16 more Chinese investors sue developer, lender over Vail condo project Solaris

EB-5 Visa, EB5 Visa, EB5 Investments

The condo Solaris in Vail.

Sixteen more Chinese nationals who invested in a high-profile condo project in Vail in exchange for a green card have sued the developer and the entity through which their money was funneled.

The lawsuit filed this week by the individuals, who each put up $500,000 toward the Solaris development part of the federal government’s EB-5 Immigrant Investor Program, largely mirrors one collectively filed by 13 other investors last month.

Between the two lawsuits, 29 individuals are now accusing Solaris developer Peter Knobel and the Colorado Regional Center, which helped facilitate the investment, of fraud.

“Defendants structured a complicated scheme to induce Chinese investors to fork over approximately half a million dollars each,” the latest lawsuit reads. “This scheme financially benefited all but the EB-5 Investors.”

Knobel and the Colorado Regional Center did not respond to a previous request for comment from BusinessDen.

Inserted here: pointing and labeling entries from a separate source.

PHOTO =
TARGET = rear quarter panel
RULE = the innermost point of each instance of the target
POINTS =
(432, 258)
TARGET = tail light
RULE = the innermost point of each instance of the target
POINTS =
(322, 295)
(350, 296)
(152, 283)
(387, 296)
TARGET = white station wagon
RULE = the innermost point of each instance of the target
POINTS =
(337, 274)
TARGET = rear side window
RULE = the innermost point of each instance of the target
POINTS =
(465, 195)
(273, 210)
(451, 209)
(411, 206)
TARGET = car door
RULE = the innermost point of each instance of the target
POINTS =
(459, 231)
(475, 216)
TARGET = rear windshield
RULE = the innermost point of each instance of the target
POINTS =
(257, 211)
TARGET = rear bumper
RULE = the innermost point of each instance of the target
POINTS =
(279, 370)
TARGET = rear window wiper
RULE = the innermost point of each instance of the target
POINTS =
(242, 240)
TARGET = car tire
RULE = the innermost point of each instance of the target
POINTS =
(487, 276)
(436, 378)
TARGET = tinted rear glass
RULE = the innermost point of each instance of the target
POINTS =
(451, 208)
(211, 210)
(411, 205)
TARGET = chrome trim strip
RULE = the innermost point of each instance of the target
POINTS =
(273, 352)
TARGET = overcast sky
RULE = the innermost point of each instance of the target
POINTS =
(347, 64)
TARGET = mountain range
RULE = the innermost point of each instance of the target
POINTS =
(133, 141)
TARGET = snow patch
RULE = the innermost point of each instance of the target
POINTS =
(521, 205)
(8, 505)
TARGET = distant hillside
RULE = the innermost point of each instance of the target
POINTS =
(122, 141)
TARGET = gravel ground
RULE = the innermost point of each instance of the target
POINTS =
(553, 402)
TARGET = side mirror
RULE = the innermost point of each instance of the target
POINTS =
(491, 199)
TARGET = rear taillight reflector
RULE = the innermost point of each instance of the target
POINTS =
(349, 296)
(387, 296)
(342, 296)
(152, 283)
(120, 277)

After the filing of the first lawsuit, however, Knobel issued a statement to the Vail Daily, calling the lawsuit “meritless” and its allegations “legally and factually incorrect.”

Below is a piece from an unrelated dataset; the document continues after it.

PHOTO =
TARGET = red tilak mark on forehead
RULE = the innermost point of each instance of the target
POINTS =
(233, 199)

The 29 investors who are suing Knobel and the Colorado Regional Center are among approximately 160 who collectively put up $80 million toward the development. The individuals have received their green cards and now live in the United States.

Both lawsuits state that Knobel effectively repaid the $80 million loan by giving the investors 19 condos within the structure. The lawsuits allege the condos — the vast majority of which have not sold, despite being listed — are not worth $80 million, and that the loan was significantly undercollateralized.

The plaintiffs in the latest lawsuit, filed Monday in federal court in Denver, are represented by Hubert Kuo of Ardent Law in Newport Beach, California.

The plaintiffs in the first lawsuit are represented by Chicago-area attorney Douglas Litowitz.

Litowitz said in a Wednesday email that he believed the latest lawsuit may be consolidated into the one he filed.